When we are criticized or mocked, the nervous system responds as if we are in danger. The brain prepares for survival, not understanding. Adrenaline floods the system. Logic steps aside. All teachings are forgotten.
The Ego’s Survival Error
Swami Vivekananda explained this reaction long before modern neuroscience.
The ego, he said, is a fragile construct – made of labels, memories, roles and reputation. Its job is protection. The problem is that it cannot distinguish between a physical threat and a social one.
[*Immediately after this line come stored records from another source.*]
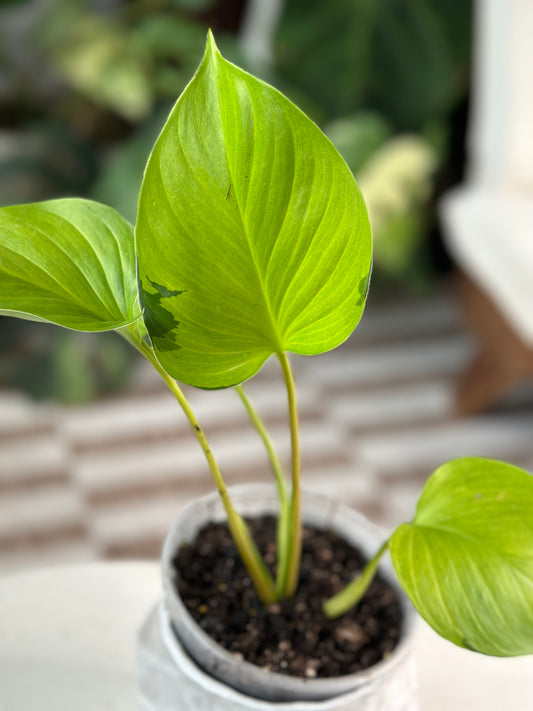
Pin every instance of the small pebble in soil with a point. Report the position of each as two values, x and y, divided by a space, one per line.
292 636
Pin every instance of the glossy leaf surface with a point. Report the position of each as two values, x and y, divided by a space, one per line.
252 235
466 561
70 262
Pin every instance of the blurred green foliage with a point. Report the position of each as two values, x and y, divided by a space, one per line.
85 86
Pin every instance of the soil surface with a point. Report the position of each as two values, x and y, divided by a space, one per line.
290 637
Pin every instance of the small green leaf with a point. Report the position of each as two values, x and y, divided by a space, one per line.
252 235
70 262
466 561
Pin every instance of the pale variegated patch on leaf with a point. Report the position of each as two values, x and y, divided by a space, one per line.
252 235
70 262
466 561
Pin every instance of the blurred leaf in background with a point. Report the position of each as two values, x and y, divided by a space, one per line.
406 59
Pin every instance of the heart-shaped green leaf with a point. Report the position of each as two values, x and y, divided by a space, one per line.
252 235
70 262
466 561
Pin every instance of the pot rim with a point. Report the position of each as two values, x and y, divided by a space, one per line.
291 687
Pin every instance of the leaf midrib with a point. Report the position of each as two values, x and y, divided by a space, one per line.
273 322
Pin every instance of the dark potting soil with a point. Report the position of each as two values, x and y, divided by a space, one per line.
290 637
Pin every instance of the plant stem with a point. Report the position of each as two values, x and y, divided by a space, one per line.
354 591
282 548
289 576
259 574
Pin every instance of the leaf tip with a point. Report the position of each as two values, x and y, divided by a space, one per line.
211 48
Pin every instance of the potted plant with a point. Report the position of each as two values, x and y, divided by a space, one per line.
252 240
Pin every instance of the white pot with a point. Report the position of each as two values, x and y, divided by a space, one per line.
203 675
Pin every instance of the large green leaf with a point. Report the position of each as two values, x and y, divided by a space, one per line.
467 559
70 262
252 235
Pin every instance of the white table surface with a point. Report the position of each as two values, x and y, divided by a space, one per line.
67 643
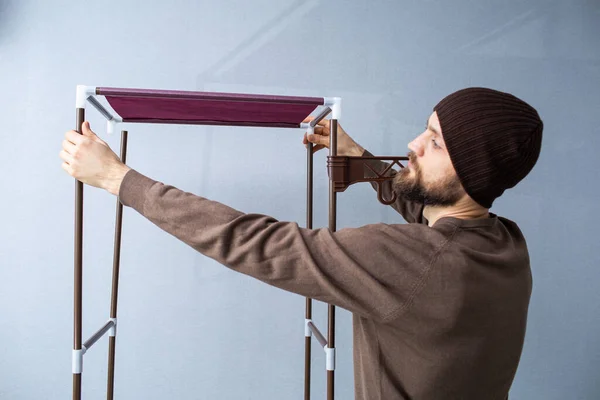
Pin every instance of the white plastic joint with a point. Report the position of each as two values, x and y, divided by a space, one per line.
113 330
335 103
78 360
83 92
110 126
329 358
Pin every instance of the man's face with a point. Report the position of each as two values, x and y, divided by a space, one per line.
429 177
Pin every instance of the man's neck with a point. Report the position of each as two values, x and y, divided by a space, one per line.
465 208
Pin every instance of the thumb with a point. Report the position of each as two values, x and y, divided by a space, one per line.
86 130
318 139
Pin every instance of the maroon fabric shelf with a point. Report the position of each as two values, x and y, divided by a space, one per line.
209 108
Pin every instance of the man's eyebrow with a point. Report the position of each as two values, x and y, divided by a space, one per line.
427 126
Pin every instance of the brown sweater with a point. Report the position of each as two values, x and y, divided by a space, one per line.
438 312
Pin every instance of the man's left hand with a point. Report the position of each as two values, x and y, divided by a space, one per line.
90 160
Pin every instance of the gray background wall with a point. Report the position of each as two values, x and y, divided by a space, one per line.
191 329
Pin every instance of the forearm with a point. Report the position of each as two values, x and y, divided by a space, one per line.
114 177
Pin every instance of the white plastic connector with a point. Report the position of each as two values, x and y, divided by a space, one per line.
113 330
83 92
78 360
329 358
110 126
307 331
335 103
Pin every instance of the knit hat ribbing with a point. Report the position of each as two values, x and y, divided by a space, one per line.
493 139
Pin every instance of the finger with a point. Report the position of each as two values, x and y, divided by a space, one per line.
87 131
74 137
317 148
66 157
319 130
69 147
318 139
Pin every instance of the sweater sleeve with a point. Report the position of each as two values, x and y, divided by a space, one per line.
373 271
411 211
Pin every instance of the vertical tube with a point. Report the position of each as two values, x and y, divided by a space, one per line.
309 220
78 264
332 227
115 280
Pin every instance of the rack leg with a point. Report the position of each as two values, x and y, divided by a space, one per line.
115 280
78 266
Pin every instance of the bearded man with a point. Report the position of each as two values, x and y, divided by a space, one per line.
440 303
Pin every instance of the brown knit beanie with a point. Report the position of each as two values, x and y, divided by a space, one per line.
493 138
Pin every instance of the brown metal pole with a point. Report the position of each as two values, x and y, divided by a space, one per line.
78 265
332 227
115 280
309 219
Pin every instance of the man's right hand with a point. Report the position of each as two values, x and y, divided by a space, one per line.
320 139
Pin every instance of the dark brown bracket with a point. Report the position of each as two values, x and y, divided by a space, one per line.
345 171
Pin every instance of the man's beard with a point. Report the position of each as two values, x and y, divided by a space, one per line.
444 192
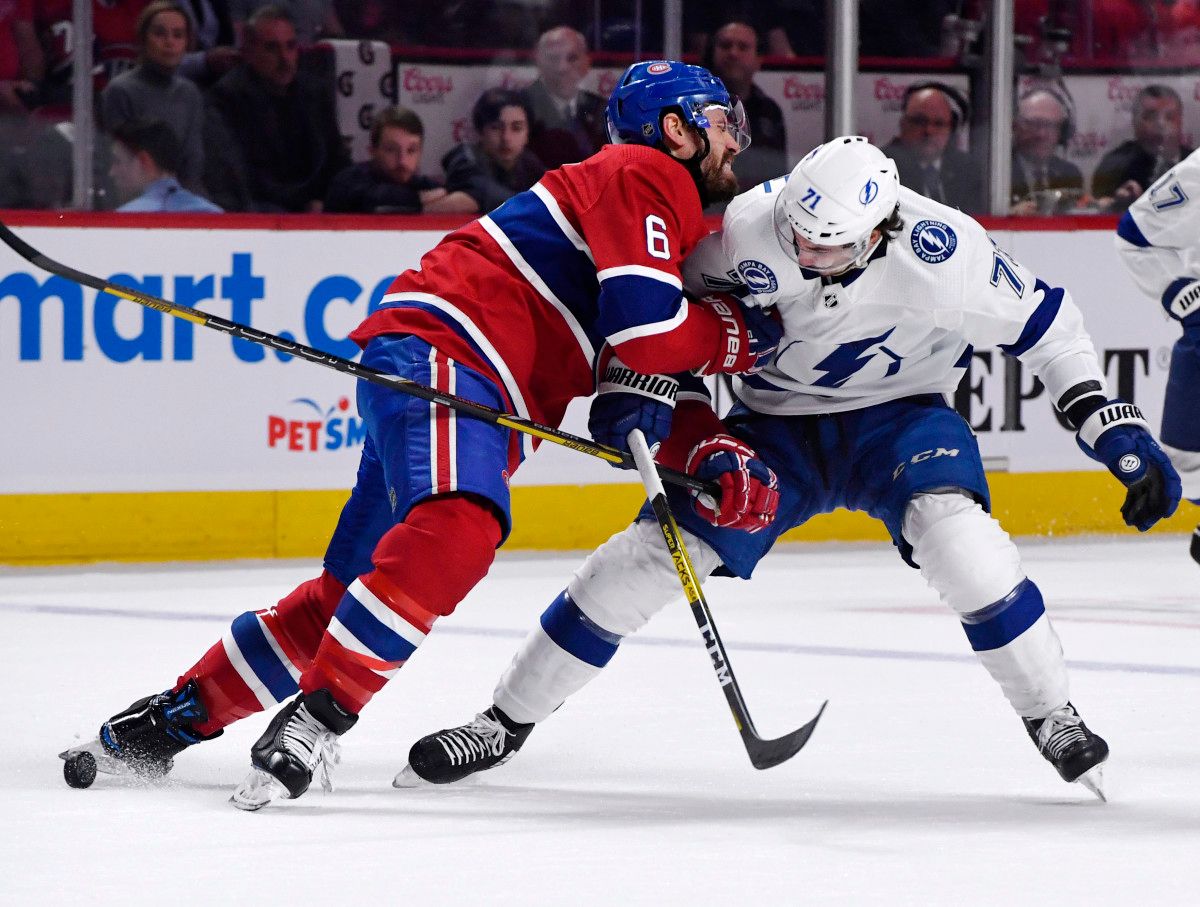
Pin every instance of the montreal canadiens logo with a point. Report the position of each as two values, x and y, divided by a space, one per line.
1129 463
759 277
934 241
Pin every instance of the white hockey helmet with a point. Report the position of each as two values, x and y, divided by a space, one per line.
837 194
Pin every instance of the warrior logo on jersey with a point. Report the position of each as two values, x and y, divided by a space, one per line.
934 241
757 276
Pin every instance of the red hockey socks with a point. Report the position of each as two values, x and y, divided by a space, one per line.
424 568
259 660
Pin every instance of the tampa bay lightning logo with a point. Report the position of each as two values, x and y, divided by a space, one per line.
934 241
757 276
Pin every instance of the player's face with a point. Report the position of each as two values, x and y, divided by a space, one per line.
927 124
273 52
507 137
831 260
720 182
1158 124
166 40
399 154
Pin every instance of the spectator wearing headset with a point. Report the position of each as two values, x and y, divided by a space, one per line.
1043 182
924 150
1156 146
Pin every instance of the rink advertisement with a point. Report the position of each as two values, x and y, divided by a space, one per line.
114 397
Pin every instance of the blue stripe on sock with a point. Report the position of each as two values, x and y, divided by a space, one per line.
377 636
574 631
1002 622
247 632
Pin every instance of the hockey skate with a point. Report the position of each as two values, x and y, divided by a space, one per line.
1075 752
300 742
142 740
456 752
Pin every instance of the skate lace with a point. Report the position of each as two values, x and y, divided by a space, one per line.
313 743
481 738
1060 731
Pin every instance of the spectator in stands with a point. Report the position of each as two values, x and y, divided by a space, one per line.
567 122
147 156
499 164
311 18
154 89
1156 146
391 182
1043 182
274 143
214 52
735 59
925 154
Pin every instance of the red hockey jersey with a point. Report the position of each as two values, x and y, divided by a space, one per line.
531 293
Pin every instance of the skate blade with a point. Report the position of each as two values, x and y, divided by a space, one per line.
1093 780
409 779
105 762
257 791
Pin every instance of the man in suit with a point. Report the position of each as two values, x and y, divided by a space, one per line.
568 122
1043 125
924 151
1156 146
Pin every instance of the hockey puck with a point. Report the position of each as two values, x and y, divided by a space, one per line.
79 769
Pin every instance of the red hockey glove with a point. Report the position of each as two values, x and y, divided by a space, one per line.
749 487
749 336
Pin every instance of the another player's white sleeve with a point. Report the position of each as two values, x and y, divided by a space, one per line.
1007 306
1158 238
708 268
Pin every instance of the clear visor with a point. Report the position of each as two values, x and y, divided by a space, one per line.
731 118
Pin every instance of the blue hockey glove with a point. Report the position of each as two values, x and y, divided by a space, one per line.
749 487
749 340
628 400
1117 436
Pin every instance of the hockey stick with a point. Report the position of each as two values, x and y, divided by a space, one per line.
763 754
347 366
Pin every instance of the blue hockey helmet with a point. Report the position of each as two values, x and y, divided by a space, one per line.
649 89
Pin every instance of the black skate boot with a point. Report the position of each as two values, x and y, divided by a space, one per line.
142 740
1071 748
300 740
456 752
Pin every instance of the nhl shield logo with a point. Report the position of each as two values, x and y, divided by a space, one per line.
934 241
757 276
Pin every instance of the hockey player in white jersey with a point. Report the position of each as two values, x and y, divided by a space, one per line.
882 294
1158 239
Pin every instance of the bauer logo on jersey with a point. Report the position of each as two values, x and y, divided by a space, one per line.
757 276
310 427
934 241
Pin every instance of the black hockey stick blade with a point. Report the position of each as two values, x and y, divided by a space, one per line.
768 754
346 366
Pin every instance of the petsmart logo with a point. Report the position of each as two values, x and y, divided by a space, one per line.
316 428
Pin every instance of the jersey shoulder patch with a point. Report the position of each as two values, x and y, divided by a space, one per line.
933 241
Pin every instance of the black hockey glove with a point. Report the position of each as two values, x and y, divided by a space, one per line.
628 400
1117 436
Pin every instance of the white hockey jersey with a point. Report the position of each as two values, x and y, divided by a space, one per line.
1158 238
904 324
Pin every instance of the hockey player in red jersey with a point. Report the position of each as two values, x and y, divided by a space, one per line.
516 311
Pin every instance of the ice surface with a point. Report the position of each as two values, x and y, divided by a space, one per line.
919 786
To the ego, an insult feels like extinction.
The Self, however, is untouched. It cannot be harmed. But in moments of emotional heat, the ego panics and takes control.
Why Thinking Fails
Many assume the solution is to “think calmly” or “remember spiritual truths”.
That rarely works.
When the nervous system is activated, the thinking brain is effectively offline. This is why advice feels useless in the heat of the moment. You cannot reason your way out of a biological fire.
Vivekananda’s instruction was practical, not philosophical.
He said: breathe.
The Emergency Response
First, slow the breath.
Deep, rhythmic breathing cools the nervous system and signals safety. The inner fire begins to settle.
Second, step back and witness.
Not “I am angry,” but “anger is arising in the mind.”
This small shift breaks identification.
Third, conserve energy.
Arguing, defending, or proving leaks Prana. Silence preserves it.
Vivekananda often quoted an ancient instruction for such moments: indifference.
“Be like the lion. Do not even turn your head when the dogs bark.”
Staying Unshakable
The goal is not to eliminate emotion, but to stop being ruled by it.
Not to destroy the ego, but to see through it.
In moments of criticism, stability is not found in thought – it is found in breath, awareness and restraint.
The mirror clears.
And what was never lost becomes visible again.